Read the entire article here
Source: nytimes.com


Treading a new path on canvas: Jitish Kallat's paintings on display at Bodhi Art Gallery mark a shift from his earlier works.

A cow in the city. A subject so banal that you unthinkingly dodge it in your moving car, until a vivid recollection transfixes the cow into a sculpture or painting that spins out from the studios of the photorealist school of artists that have dominated art production in India over the past three years. In a sense, the Bombay Boys syndrome of fixing the city as subject and celebrant, one that conveys the sour spice of the Bombay sandwich, the stench of collective 5 p.m. sweat in the moving train and the still reeking memorial of fear to the Bombay blast have become a distinct body of work within the larger phenomenon of contemporary Indian painting.

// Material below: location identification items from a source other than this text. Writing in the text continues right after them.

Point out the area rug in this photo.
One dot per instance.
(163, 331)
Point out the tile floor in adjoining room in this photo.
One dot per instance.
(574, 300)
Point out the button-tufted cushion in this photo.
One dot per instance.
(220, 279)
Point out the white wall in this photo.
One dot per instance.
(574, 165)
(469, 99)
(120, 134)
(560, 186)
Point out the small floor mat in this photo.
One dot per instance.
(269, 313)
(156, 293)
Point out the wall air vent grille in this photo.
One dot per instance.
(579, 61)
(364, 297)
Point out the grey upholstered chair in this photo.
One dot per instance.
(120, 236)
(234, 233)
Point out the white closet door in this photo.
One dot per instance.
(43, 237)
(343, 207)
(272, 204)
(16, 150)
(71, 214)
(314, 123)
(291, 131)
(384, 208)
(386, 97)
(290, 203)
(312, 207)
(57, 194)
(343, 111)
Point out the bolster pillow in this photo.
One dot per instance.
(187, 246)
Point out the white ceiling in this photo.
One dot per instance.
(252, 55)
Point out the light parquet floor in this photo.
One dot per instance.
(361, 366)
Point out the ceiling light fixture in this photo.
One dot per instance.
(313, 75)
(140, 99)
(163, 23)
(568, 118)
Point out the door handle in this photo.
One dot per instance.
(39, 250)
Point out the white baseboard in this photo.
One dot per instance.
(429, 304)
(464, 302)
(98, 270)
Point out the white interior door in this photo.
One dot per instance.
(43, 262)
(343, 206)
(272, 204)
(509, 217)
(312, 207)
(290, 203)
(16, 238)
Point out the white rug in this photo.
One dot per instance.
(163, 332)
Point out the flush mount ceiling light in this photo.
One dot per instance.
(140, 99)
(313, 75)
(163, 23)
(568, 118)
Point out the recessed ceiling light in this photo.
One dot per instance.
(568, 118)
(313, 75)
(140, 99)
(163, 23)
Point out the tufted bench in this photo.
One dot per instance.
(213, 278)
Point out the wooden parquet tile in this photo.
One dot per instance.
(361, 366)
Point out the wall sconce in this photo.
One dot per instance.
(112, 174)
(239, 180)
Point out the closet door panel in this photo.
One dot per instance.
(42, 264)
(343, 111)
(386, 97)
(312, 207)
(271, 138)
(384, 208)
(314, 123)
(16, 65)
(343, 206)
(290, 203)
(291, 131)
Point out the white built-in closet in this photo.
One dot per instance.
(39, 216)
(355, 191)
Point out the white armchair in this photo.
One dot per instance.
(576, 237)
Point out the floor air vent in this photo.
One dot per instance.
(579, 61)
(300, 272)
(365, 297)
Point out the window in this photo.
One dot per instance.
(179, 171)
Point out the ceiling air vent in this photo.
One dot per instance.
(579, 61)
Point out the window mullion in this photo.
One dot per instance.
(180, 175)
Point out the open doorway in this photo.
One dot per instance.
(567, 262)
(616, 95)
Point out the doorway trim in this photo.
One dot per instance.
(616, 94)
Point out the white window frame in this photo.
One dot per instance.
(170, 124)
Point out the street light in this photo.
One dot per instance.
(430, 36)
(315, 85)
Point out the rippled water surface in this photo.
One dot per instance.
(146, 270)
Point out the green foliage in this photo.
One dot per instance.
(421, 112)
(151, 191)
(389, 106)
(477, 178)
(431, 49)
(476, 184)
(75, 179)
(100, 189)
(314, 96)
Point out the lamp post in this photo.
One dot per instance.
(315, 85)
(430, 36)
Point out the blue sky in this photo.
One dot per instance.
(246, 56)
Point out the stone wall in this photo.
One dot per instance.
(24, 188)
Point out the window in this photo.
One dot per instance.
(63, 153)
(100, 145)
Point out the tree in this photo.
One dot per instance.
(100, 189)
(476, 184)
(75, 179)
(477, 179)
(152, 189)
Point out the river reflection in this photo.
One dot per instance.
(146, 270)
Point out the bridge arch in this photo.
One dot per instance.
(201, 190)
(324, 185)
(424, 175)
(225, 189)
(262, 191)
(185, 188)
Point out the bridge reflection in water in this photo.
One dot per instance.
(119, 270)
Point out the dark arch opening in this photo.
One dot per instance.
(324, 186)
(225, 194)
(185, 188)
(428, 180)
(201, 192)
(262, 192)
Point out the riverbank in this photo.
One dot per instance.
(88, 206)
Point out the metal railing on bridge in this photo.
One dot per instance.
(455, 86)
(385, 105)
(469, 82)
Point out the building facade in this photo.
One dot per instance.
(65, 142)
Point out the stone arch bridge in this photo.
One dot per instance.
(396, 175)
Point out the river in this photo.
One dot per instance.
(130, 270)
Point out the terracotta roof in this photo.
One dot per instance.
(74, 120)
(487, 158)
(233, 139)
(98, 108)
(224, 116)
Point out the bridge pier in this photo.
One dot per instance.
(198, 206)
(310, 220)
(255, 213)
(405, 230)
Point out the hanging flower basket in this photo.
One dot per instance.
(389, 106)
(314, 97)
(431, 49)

The discursive engagements for such work ally strongly with the global emphasis on the city as location/site/map, of the structures of urbanism that carry within them an openness. As Derrida writes in The City of Asylum, "walking through cities one finds that the city is indeed an open, non-totalizable set of idioms, singularities, styles: a place to welcome the other within the self, a place open to what is coming, the very coming of what is to come, open to imminence." In this sense, the city as subject is fraught with uncertainty: the subject can never be whole or just, and in this, tends to create paintings like snapshots of individual sensory experience.